This order has been founded by Marsh for the reception of two remarkable birds, which he has named Ichthyornis dispar and Apatornis celer, both from the Cretaceous rocks of North America.
In Ichthyornis dispar, which may be taken as the type of the order, the teeth (fig. 352, a) were sunk in distinct sockets, and were "small, compressed, and pointed, and all of those preserved are similar. Those in the lower jaw number about twenty in each ramus, and are all more or less inclined backwards. . . . The maxillary teeth appear to have been equally numerous, and essentially the same as those in the mandible. The skull was of moderate size, and the eyes placed well forward. The lower jaws are long and slender, and the rami were not closely united at the symphysis. . . . The jaws were apparently not encased in a horny sheath.

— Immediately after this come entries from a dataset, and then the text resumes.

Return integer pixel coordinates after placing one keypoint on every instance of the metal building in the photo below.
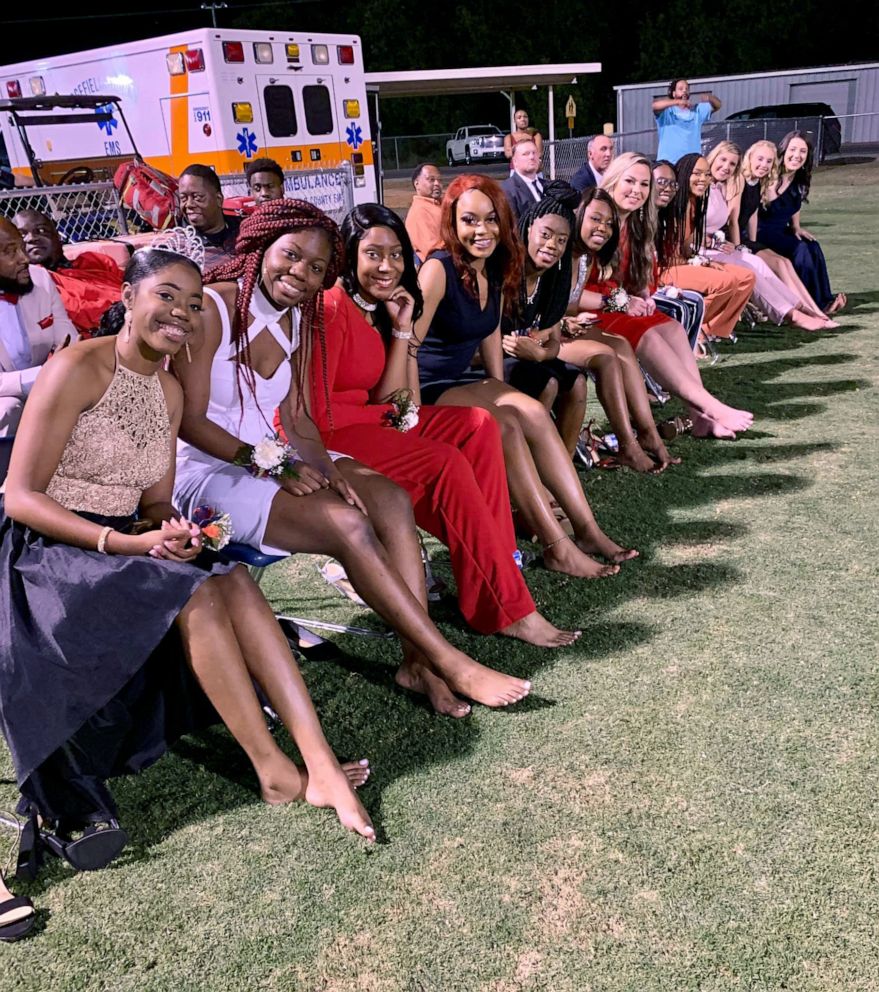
(851, 90)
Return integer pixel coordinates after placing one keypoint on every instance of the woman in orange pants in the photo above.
(449, 460)
(682, 198)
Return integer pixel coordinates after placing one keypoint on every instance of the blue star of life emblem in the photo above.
(354, 135)
(107, 125)
(247, 145)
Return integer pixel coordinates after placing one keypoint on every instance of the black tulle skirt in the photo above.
(93, 677)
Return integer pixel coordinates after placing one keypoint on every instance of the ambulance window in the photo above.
(280, 112)
(318, 109)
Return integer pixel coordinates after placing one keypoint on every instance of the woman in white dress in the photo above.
(260, 313)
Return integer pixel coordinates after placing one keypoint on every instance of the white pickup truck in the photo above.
(482, 142)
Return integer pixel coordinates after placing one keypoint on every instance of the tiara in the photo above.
(184, 241)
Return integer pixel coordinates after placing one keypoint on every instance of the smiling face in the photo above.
(795, 155)
(202, 205)
(547, 240)
(429, 183)
(525, 159)
(699, 178)
(476, 224)
(166, 308)
(14, 274)
(761, 160)
(632, 188)
(380, 264)
(597, 226)
(41, 240)
(600, 152)
(265, 186)
(724, 166)
(665, 183)
(293, 267)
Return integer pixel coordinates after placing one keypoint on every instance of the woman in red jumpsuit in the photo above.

" The scapular arch, and the bones of the wings and legs, all conform closely to the true ornithic type. The wings were large in proportion to the legs, and the humerus had an extended radial crest. The metacarpals were united, as in ordinary birds. The bones of the posterior extremities resemble those of swimming birds. The vertebrae (see fig. 352, c and c') were all biconcave, the concavities at each end of the centra being distinct and nearly alike. Whether the tail was elongated cannot at present be determined; but the last vertebra of the sacrum was unusually large.
" The bird was fully adult, and about as large as a pigeon. With the exception of the skull, the bones do not appear to have been pneumatic, though most of them are hollow. The species was carnivorous, and probably aquatic." (Marsh.)
Apatornis agrees with Ichthyornis in most of the above characters, but the structure of its jaws is not fully known. It follows from the above that the order Odontotormae is characterised by the possession of distinct teeth sunk in separate sockets in the jaw and not in a continuous groove, by the fact that the vertebrae are biconcave, and by the possession of a carinate sternum and well-developed wings.